Type of Document Master's Thesis Author Lang, Todd M. URN etd-12212000-222116 Title Is Value-at-Risk (VaR) a Fair Proxy for Market Risk Under Conditions of Market Leverage? Degree Master of Arts Department Economics (Arts and Sciences) Advisory Committee
Advisor Name Title Roger N. Waud Committee Chair Thomas J. Lutton Committee Member William W. Lang Committee Member Keywords
- Capital Allocation Requirements
- Market Risk
- Leverage
- Value-at-Risk
- VaR
- Internal Models Approach
Date of Defense 2000-12-14 Availability unrestricted Abstract Ex-post intraday market-risk extrema are compared with ex-ante standard RiskMetrics parametric Value-at-Risk (VaR) limits for three foreign currency futures markets (British Pound, Japanese Yen, Swiss Frank) to determine whether forecasted volatility of market returns based on settlement price data provides a valid proxy for short-term market risk independent of market leverage.Intraday violations of ex-ante one-day VaR limits at the 95% confidence level should occur for less than 5% of market days.

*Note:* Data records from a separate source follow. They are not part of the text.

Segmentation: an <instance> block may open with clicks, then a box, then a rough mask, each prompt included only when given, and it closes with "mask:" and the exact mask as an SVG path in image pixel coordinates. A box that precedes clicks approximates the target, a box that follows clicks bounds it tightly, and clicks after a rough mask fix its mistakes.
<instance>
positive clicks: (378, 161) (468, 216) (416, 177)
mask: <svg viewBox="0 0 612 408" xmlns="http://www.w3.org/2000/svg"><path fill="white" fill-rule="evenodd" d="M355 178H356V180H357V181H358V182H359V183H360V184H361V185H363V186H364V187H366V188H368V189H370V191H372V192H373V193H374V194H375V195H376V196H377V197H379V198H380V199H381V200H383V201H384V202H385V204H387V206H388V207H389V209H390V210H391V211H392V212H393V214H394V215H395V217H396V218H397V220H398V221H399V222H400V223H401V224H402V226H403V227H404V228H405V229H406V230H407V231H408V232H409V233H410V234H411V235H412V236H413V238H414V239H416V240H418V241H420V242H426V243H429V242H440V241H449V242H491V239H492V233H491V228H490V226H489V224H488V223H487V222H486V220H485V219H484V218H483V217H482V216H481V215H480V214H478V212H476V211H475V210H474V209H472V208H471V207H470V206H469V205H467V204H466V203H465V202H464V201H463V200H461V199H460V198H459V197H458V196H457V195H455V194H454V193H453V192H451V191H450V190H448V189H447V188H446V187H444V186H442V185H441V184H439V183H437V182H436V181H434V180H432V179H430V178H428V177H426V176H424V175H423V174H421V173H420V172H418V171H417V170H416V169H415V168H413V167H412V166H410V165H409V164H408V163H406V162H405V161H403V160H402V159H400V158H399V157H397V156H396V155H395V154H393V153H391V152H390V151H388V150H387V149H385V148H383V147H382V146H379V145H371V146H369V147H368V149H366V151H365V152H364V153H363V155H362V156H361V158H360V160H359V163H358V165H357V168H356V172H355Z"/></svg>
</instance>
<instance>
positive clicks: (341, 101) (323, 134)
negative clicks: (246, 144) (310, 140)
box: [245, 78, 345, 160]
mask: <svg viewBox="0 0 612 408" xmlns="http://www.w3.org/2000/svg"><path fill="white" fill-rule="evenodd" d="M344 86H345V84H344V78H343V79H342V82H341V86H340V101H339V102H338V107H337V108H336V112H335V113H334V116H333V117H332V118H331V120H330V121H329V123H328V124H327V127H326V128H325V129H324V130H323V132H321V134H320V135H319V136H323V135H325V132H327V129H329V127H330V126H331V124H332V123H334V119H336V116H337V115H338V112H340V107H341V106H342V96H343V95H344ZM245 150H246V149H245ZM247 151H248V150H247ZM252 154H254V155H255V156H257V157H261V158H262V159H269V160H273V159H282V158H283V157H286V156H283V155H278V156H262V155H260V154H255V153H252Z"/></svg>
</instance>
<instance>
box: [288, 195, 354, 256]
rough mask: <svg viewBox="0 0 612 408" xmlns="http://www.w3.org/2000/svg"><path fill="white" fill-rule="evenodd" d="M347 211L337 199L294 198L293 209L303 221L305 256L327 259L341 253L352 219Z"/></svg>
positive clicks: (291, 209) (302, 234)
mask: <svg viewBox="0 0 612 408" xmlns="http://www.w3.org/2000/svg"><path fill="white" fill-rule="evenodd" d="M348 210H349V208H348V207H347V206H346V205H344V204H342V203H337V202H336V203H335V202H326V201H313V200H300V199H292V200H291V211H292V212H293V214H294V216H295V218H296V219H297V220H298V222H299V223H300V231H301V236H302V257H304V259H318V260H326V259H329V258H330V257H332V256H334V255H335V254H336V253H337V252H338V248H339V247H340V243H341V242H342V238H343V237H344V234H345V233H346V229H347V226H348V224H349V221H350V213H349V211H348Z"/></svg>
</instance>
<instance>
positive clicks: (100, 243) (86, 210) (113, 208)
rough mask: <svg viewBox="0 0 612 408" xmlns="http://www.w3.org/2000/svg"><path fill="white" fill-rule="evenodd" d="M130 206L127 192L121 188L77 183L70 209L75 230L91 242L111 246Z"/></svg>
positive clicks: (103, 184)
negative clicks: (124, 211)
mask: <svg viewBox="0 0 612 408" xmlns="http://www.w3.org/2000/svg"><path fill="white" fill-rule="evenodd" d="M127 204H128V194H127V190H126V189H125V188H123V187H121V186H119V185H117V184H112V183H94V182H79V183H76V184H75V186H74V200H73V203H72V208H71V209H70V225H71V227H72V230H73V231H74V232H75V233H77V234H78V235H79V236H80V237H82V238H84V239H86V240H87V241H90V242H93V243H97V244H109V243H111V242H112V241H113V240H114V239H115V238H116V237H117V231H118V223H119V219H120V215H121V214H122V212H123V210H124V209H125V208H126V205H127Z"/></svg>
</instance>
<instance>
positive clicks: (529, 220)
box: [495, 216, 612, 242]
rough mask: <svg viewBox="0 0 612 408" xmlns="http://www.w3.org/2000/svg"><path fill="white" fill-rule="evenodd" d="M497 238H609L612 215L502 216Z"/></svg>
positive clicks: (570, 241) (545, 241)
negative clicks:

Violation frequencies for each of the markets tested are shown to occur well in excess of this 5% tolerance level: 9.54% for the British Pound, 7.09% for the Japanese Yen, and 7.79% for the Swiss Franc futures markets.
Thus, it is empirically demonstrated that VaR is a poor proxy for short-term market risk under conditions of market leverage.
Implications for managing (measuring, monitoring, controlling), reporting, and regulating financial market risk are discussed.